The SIR model is an initial value problem. We choose initial values for $s_0$ (close to 1), $i_0$ (close to 0), and $r_0$ (the initial recovered population not to be confused with $R_0$) and want to understand "the next value" for each. We can think of the slope as the difference between successive values of $s$, $i$, and $r$ for short time steps. If we know the all three values at time step $n$ we can approximate the values at time $n+1$ as follows

\begin{aligned}
{\frac {ds}{d\tau}} & \approx {\frac {\Delta s}{\Delta\tau}} = {\frac {s_{n+1} - s_n}{\Delta\tau}} = - s_n i_n \\
{\frac {di}{d\tau}} & \approx {\frac {\Delta i}{\Delta\tau}} = {\frac {i_{n+1} - i_n}{\Delta\tau}} = s_n i_n - i_n /R_0   \\
{\frac {dr}{d\tau}} & \approx {\frac {\Delta r}{\Delta\tau}} = {\frac {r_{n+1} - r_n}{\Delta\tau}} = i_n / R_0 \\
\end{aligned}

where $\Delta\tau$ is known small time step of our choosing.

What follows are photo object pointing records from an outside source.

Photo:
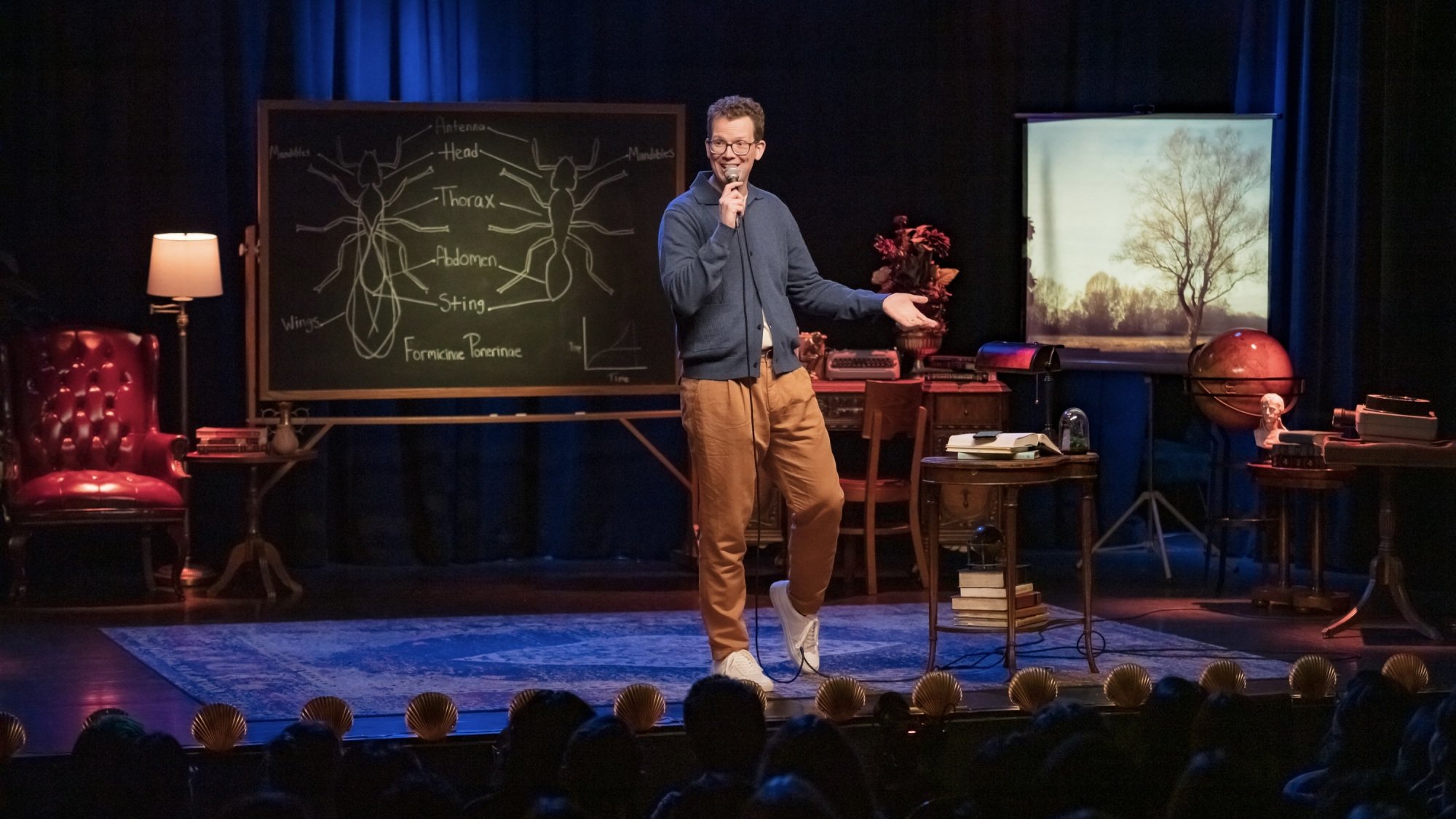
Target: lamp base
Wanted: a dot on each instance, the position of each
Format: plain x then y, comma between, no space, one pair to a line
193,574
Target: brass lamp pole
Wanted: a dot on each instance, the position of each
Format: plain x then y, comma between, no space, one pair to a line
184,267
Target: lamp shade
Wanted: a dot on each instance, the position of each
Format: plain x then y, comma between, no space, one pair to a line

Rearranging and solving for the $n+1$ terms yields

\begin{aligned}
s_{n+1} & = s_n - \Delta\tau s_n i_n   \\
i_{n+1} & = i_n + \Delta\tau (s_n i_n - i_n / R_0)   \\
r_{n+1} & = r_n + \Delta\tau i_n / R_0 \\
\end{aligned}

Note that the difference equations listed above are quite simple to solve using any programming language or Excel. In scientific computing, this technique for estimating the next time step is called the forward Euler method because we chose to evaluate the slope using $s_n$ and $i_n$. There are other choices that we could have made. The Adams–Bashforth method determines the next value using a weighted average of the two previous values. By default, solve_ivp uses the Runge-Kutta method but the concept is the same.

In [None]:
import sympy as sym

s, s0, s1, i, i0, i1, r, r0, r1, epsilon = sym.symbols('s s0 s1 i i0 i1 r r0 r1 epsilon')
dsdt = - s * i
didt =   s * i - epsilon * i
drdt =           epsilon * i
cont = s + i + r

dsdt_pert = dsdt.subs(s, s0 + epsilon * s1).subs(i, i0 + epsilon * i1)
didt_pert = didt.subs(s, s0 + epsilon * s1).subs(i, i0 + epsilon * i1)
drdt_pert = drdt.subs(s, s0 + epsilon * s1).subs(i, i0 + epsilon * i1)
cont_pert = cont.subs(s, s0 + epsilon * s1).subs(i, i0 + epsilon * i1).subs(r, r0 + epsilon * r1)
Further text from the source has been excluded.